Domicia Longina cayó de rodillas, arañando la pared con las uñas de sus manos.

—¡Ya he sufrido bastante, ya he sufrido bastante! —exclamó en su mar de llanto espeso, entre arcadas que la movían al vómito. Aporreó el suelo con todas las fuerzas de sus delgados brazos consumidos por el tiempo como si con esos golpes pudiera apuñalar de nuevo al mismísimo Domiciano—. ¡Ya he sufrido bastante, dioses! ¡Me lo quitasteis todo… todo…! ¡Dioses, no me quitéis a Menenia, no me quitéis a Menenia! ¡No tenéis derecho! ¡Maldito Domiciano! ¡Miserable y maldito por siempre: vuelves de entre los muertos para quitarme lo único que me queda! ¡Maldito seas una y mil veces! ¡Y qué lástima no poder volver a apuñalarte de nuevo! ¡Malditos sean todos! —Y siguió allí, doblada sobre su vientre, gimiendo entrecortadamente, murmurando palabras que al final convirtió en un ruego susurrado hacia los dioses—. No me quitéis lo único que me queda —en un murmullo, en una agónica oración desesperada—, no podéis hacerme esto. No podéis. Por favor, protegedla… protegedla… matadme a mí en su lugar.

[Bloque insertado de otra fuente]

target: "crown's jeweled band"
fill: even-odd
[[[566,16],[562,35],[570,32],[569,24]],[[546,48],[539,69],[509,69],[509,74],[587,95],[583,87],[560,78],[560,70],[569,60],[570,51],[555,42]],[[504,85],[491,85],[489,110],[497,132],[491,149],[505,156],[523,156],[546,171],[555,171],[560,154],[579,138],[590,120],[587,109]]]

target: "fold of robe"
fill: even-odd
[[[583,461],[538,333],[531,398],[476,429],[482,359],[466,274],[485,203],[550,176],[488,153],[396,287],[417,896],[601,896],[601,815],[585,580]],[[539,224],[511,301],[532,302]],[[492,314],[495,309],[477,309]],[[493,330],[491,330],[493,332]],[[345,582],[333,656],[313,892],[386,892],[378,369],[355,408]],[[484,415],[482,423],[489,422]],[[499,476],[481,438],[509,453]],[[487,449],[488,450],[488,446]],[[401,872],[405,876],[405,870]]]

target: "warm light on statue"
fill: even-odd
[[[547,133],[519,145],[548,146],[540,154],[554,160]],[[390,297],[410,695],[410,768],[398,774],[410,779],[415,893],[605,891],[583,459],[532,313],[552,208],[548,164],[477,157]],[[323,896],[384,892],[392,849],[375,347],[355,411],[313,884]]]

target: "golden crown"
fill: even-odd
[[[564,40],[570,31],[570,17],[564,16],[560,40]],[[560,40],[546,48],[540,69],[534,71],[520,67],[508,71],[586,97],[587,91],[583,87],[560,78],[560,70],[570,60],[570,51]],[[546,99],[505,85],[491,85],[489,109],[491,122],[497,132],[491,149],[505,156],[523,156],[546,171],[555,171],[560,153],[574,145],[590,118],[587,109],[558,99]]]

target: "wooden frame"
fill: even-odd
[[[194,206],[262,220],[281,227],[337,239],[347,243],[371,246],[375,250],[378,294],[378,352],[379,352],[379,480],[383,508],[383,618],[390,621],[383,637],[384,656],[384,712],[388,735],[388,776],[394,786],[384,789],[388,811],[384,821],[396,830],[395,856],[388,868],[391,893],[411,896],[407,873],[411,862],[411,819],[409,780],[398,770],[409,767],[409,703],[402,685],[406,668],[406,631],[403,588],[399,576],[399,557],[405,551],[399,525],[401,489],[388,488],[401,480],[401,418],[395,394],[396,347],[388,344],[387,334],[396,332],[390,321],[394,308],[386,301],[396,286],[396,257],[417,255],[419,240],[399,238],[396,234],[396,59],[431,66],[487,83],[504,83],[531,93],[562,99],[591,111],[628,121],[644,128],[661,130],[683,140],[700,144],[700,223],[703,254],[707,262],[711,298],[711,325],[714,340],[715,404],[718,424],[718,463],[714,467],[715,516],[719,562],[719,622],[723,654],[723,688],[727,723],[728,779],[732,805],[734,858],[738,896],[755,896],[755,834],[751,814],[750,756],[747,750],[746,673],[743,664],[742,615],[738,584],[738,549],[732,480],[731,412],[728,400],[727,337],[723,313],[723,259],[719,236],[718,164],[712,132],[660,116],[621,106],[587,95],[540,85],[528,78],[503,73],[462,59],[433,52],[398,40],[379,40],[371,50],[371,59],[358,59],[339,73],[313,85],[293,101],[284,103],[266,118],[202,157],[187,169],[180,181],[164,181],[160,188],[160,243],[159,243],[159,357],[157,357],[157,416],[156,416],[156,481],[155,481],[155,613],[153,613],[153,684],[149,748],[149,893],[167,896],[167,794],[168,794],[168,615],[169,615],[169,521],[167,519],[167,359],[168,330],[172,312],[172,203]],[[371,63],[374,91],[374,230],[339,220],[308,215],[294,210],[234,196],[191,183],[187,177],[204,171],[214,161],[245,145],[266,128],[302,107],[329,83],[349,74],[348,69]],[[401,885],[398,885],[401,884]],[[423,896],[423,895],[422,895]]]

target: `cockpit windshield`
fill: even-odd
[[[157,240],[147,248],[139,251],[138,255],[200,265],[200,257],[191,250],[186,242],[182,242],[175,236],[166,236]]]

Con los esclavos alejados del umbral de la puerta, a la espera de que su ama los reclamara, sólo había silencio y una fuente que fluía en el interior de su casa. Pero Domicia Longina estaba hecha de la pasta de los leones indomables, de la sangre del primero de los Césares que llegaba a ella por parte de su valerosa madre. Y se levantó lentamente, con la mirada envuelta en lágrimas ya mudas, pero con la decisión de volver a hacerlo: una vez más, de nuevo, volvería a luchar. No, no pensaba dejarlo todo en manos de los dioses. Ya luchó contra ellos una vez. Volvería a hacerlo. Por Menenia lo haría todo.